「社会主義の全面的発展」に関する法規解説掲載 「季刊 朝鮮経済資料」2022年第1号

「季刊 朝鮮経済資料」(発行=KAN経済研究所)2022年第1号が発行された。昨年末に行われた朝鮮労働党中央委員会第8期第4回総会の内容を掘り下げた書下ろしの論考、昨今の国家建設における重要キーワード「社会主義の全面的発展」に関連する法規解説全訳など、時宜にかなった4つのコンテンツを扱っている。

「勤労者の担当責任制実施において提起される重要問題」(解説:朴在勲、訳:柳学洙)は、『社会科学院学報』2019年1号に掲載された論文の全訳だ。社会主義企業責任管理制の下、各企業体内で実施されている勤労者担当責任制の内容と意義などについて論じている。社会主義企業責任管理制が各企業体に導入されてから10年が経つ。同論文では工業や農業などの経済の各分野において実施されている勤労者担当責任制の形態について紹介しており、解説者は「この問題についての理解を深めるのに一助となる」としている。
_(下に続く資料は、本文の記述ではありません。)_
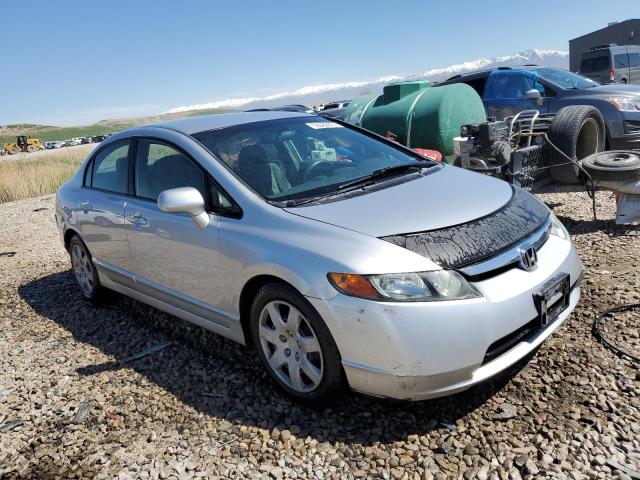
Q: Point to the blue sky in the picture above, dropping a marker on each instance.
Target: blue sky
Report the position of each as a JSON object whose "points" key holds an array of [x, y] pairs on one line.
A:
{"points": [[76, 62]]}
「民主朝鮮の法規解説:市・郡発展法について」(解説・訳:洪忠一)は、最高人民会議第14期第5回会議(2021年9月)で採択された市・郡発展法について、民主朝鮮が2021年10月29日から8回にわたって掲載した法規解説を全訳したもの。今号に第1章から第3章第3節までを、次号に第3章第4節から第5章までの解説記事を掲載する。解説者は、朝鮮が進める社会主義の全面的発展において重要なポイントの一つである地方建設を法的に保障するのが市・郡発展法であり、その法規内容は朝鮮の地方政策を垣間見るうえで大いに参考になると述べている。

「5カ年計画初年度の実績と今後の見通し」(姜日天)は、党中央委第8期第4回総会で討議された2021年度の総括と22年度の計画を踏まえて、5カ年計画初年度の実績を確認し、22年以降の見通しについて検討した。内閣の活動報告や朝鮮中央通信、労働新聞などの朝鮮メディアの報道に基づいて筆者が作成した昨年度の経済計画の遂行率一覧を見ると、多くの部門で計画を超過遂行あるいは前年度の生産量を凌駕したことがわかる。

「【資料】農村の定義と生活水準に関するデータ」(文浩一)は、党中央委第8期第4回総会で示された新たな農村建設綱領を研究するうえで参考となりうる資料を整理したもの。筆者は「農村を学問的に捉えておくことは農村建設綱領の理解の手助けになると考える」との問題意識の下、まず朝鮮における農村の定義について産業をベースに解説し、農村の生活水準について①資産状況②電気③上下水道④出生と死亡⑤豊かさの指標―の5つの側面から整理した。